There’s a lot of hype around big data these days. And it isn’t any wonder with everything going digital. We’ve been generating a large mass amount of data that’s becoming more and more valuable.
Think of publicly available and open data. You may be asking why is it so important? Using open or publicly available data can be extremely useful. Some examples include:
- Analyzing global trends
- Measuring the efficiency of government policies
- Innovating a new service
- Improving your company’s products
Because of the wide range of applications, not just data scientists, but journalists, marketers, business professionals, and even freelancers, are learning how to access, clean and interpret raw data.
While you may already have access to data analytics tools or a topic to research, all that may be missing are the big data sources to work with. Wondering where to find statistical data? Below is a list of databases you can start with.

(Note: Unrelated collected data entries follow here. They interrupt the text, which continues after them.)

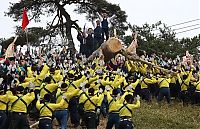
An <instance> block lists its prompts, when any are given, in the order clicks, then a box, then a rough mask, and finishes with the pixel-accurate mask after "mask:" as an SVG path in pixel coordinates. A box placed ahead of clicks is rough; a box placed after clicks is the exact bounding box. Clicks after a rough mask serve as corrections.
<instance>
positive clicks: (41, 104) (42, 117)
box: [36, 94, 66, 129]
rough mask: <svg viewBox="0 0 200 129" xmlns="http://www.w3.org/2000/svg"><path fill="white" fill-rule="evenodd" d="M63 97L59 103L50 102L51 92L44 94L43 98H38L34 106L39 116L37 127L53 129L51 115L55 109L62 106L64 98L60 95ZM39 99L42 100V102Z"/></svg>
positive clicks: (40, 128)
mask: <svg viewBox="0 0 200 129" xmlns="http://www.w3.org/2000/svg"><path fill="white" fill-rule="evenodd" d="M62 98H63V99H61V101H60V102H59V103H56V104H55V103H50V100H51V94H45V95H44V98H43V100H40V97H38V101H37V103H36V107H37V109H38V110H39V112H40V118H39V129H53V127H52V120H53V119H52V116H53V113H54V111H55V110H56V109H58V108H59V107H62V106H63V105H64V102H65V100H64V99H66V97H65V96H62ZM40 101H43V102H42V103H41V102H40Z"/></svg>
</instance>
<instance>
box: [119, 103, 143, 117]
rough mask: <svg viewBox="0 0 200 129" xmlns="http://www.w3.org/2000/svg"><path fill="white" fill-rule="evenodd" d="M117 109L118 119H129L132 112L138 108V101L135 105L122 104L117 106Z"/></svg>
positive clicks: (131, 115) (131, 116)
mask: <svg viewBox="0 0 200 129" xmlns="http://www.w3.org/2000/svg"><path fill="white" fill-rule="evenodd" d="M118 106H119V107H120V108H119V116H120V117H130V118H132V116H133V112H134V111H135V109H137V108H139V107H140V101H139V100H138V101H137V102H136V104H128V103H127V102H124V103H123V104H118Z"/></svg>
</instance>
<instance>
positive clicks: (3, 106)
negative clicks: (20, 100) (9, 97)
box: [0, 86, 8, 129]
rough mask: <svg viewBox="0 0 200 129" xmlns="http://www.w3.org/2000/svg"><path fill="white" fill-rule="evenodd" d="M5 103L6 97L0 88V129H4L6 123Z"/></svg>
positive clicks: (5, 105) (5, 106) (6, 115)
mask: <svg viewBox="0 0 200 129" xmlns="http://www.w3.org/2000/svg"><path fill="white" fill-rule="evenodd" d="M7 103H8V98H7V95H6V94H5V93H4V89H3V87H2V86H0V129H6V122H7V115H6V110H7Z"/></svg>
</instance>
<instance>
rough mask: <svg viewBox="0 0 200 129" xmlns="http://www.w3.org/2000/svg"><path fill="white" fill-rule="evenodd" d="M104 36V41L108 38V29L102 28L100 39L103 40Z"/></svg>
mask: <svg viewBox="0 0 200 129" xmlns="http://www.w3.org/2000/svg"><path fill="white" fill-rule="evenodd" d="M104 34H105V35H106V40H108V38H109V32H108V28H102V37H103V39H104Z"/></svg>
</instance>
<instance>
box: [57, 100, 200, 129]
mask: <svg viewBox="0 0 200 129" xmlns="http://www.w3.org/2000/svg"><path fill="white" fill-rule="evenodd" d="M133 120H134V125H135V129H200V106H191V105H190V106H187V107H183V106H182V104H180V103H176V104H172V105H171V106H169V105H168V104H163V105H162V106H161V107H160V106H158V105H157V104H156V103H155V102H153V103H152V104H147V103H146V102H141V108H140V109H139V110H136V111H135V114H134V116H133ZM106 121H107V120H106V119H104V118H101V122H100V126H99V128H98V129H105V126H106ZM56 125H57V124H56ZM56 128H57V129H58V126H57V127H56ZM69 128H70V129H72V128H71V127H69Z"/></svg>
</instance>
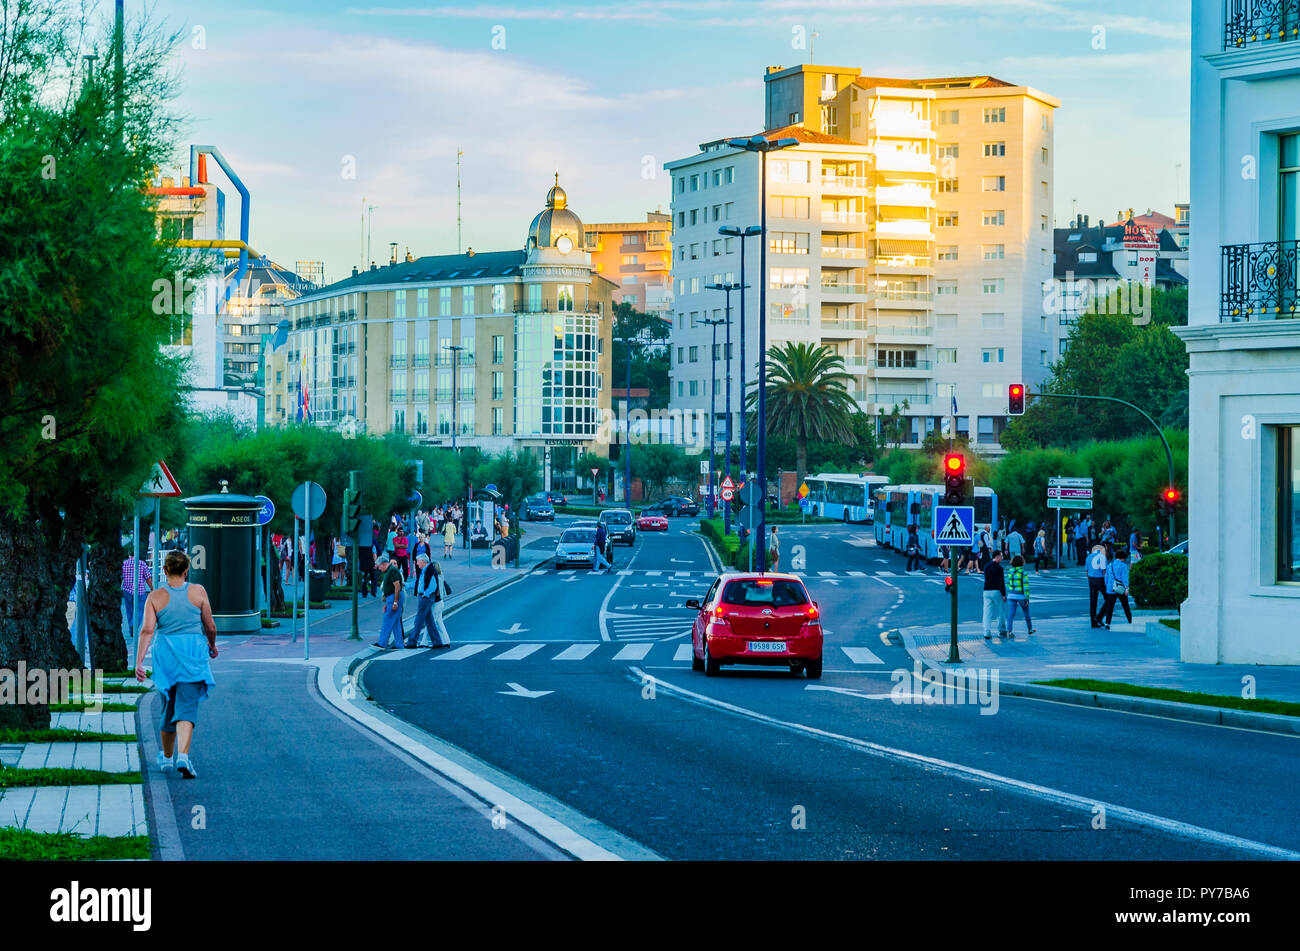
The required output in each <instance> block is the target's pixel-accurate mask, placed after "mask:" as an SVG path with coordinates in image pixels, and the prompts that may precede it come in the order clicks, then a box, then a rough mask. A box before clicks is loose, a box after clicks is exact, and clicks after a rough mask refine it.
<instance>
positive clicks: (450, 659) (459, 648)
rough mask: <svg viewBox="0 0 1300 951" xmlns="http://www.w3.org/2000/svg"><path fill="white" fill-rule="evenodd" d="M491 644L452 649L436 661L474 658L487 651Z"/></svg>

1. The World Factbook –The CIA website has an open source library where you can find its World Factbook, which offers the public opendata on 267 countries on topics ranging from history and government to geography and military.
2. Amazon Web Services —Amazon Web Services offers a suite of cloud computing services for database, computing, storage and analytic solutions to name a few. AWS also hosts a number of public datasets, which you can access. You will need to have an AWS account or access to its command line tools.

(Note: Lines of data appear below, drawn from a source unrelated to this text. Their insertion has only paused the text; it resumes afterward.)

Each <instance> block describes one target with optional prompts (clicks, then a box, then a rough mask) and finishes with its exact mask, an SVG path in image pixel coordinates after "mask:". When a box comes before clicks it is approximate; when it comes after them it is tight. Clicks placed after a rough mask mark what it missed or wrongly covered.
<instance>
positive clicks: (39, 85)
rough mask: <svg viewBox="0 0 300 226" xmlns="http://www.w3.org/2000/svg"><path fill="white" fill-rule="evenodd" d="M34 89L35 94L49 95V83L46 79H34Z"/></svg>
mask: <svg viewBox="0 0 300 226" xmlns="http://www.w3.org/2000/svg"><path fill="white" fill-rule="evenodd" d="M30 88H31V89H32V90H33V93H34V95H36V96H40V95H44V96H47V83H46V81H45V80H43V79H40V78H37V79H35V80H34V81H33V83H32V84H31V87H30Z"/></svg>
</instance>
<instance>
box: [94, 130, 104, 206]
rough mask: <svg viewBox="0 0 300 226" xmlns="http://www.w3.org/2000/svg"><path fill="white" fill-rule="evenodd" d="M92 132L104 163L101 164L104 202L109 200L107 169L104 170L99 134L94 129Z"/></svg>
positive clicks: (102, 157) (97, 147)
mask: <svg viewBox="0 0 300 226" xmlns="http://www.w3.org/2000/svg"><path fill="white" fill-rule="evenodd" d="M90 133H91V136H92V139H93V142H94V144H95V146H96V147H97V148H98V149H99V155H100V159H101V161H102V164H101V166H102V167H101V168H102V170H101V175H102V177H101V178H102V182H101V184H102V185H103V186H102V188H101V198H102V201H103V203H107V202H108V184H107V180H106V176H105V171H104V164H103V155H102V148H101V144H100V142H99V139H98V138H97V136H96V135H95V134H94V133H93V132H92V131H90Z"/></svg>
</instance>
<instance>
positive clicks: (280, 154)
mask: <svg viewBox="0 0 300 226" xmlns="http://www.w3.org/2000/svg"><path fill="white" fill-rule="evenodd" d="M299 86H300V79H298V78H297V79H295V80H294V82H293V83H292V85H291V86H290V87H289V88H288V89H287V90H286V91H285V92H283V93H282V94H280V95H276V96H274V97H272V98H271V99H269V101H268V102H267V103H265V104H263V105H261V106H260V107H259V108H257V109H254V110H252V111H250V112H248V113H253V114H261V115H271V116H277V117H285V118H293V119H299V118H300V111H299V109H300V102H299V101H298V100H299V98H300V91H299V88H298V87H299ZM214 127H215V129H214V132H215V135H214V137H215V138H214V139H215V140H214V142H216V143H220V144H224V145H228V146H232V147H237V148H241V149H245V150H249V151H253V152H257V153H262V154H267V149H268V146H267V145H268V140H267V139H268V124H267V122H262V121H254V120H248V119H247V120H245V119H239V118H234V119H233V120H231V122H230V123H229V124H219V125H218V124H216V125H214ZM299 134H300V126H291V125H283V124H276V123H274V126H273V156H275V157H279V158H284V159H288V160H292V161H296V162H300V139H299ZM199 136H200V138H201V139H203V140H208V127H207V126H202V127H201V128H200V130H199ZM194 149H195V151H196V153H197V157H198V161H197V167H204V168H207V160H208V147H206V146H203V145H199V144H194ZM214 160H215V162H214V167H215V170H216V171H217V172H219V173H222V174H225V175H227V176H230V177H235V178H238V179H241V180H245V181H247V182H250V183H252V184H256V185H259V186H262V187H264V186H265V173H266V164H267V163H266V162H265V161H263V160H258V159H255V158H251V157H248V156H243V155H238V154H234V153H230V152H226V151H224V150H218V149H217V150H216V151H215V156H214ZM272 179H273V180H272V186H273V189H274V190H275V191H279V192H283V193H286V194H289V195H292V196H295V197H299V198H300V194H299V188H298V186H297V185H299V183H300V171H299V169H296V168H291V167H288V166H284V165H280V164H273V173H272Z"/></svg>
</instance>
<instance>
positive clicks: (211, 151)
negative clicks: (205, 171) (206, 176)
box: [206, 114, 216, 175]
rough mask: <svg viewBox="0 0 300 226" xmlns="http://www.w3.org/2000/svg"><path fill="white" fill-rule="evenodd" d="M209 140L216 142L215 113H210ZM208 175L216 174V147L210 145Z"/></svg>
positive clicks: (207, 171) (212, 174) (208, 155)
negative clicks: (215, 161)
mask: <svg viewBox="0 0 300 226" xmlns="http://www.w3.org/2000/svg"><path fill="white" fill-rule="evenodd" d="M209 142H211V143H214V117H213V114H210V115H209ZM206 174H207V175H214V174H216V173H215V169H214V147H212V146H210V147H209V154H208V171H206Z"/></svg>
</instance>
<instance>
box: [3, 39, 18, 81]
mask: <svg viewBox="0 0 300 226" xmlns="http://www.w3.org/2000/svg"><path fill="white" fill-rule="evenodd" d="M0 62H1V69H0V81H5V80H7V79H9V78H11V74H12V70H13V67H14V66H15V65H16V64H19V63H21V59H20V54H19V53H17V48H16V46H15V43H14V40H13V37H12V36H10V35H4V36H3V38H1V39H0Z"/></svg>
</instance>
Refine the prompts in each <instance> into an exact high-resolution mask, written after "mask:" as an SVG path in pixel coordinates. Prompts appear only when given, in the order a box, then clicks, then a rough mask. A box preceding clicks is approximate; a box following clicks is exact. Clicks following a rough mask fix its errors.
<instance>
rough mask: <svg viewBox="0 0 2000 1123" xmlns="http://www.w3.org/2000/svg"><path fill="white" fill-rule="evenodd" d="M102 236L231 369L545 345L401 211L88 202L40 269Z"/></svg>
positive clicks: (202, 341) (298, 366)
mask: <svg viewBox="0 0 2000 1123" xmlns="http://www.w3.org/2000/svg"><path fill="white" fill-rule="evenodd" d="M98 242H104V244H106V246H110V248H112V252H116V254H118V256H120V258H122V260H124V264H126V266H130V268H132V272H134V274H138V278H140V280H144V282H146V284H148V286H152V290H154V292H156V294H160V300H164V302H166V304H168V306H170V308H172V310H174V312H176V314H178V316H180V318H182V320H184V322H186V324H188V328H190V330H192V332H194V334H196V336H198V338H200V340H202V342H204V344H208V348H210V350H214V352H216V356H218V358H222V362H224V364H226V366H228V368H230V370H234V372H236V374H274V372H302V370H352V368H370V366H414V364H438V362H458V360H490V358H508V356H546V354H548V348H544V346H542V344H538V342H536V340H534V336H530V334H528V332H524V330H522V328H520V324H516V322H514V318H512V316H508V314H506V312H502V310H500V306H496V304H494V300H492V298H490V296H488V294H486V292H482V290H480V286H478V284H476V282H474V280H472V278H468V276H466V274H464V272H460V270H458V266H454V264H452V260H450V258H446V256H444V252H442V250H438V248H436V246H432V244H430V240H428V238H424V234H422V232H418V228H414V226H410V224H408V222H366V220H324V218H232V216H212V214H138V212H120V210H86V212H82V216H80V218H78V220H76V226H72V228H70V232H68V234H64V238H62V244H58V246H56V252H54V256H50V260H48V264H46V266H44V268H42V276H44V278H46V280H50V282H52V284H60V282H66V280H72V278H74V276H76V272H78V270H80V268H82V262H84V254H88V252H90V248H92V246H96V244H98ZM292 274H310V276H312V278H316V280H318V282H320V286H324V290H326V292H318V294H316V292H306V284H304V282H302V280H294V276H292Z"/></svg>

3. Open Government Data—Looking for data from major governments? You can search through data available publicly from the Governments of Canada, the USA and the UK. The EU Open Data Portal can give you access to a range of data produced by member countries of the European Union.
4. Open Data Network – The Open Data Network, launched by Socrata.com in 2014, is an online data catalogue that makes finding the data you need as easy and familiar as finding data with Google. Its latest enhancements include updates for elements like autosuggestion and easier mobile navigation. This site covers all major US regions including public data sources for areas like finance, health, infrastructure, education and social services to name a few.
5. Google Public Data Explorer– What better place to explore datasets than on Google? Google Public Data Explorer makes it easy for anyone to access and interact with public data from international organizations and academic institutions. You can upload, share and visualize datasets. Here’s an overview to get an idea of how to use Google Public Data Explorer.
6. DBpedia — DBpedia is a crowd-sourced effort to pull structured data from Wikipedia into an accessible database form on the web. According to the site, the advantages of the DBpedia knowledgebase are that “it covers many domains; it represents real community agreement; it automatically evolves as Wikipedia changes, and it is truly multilingual.”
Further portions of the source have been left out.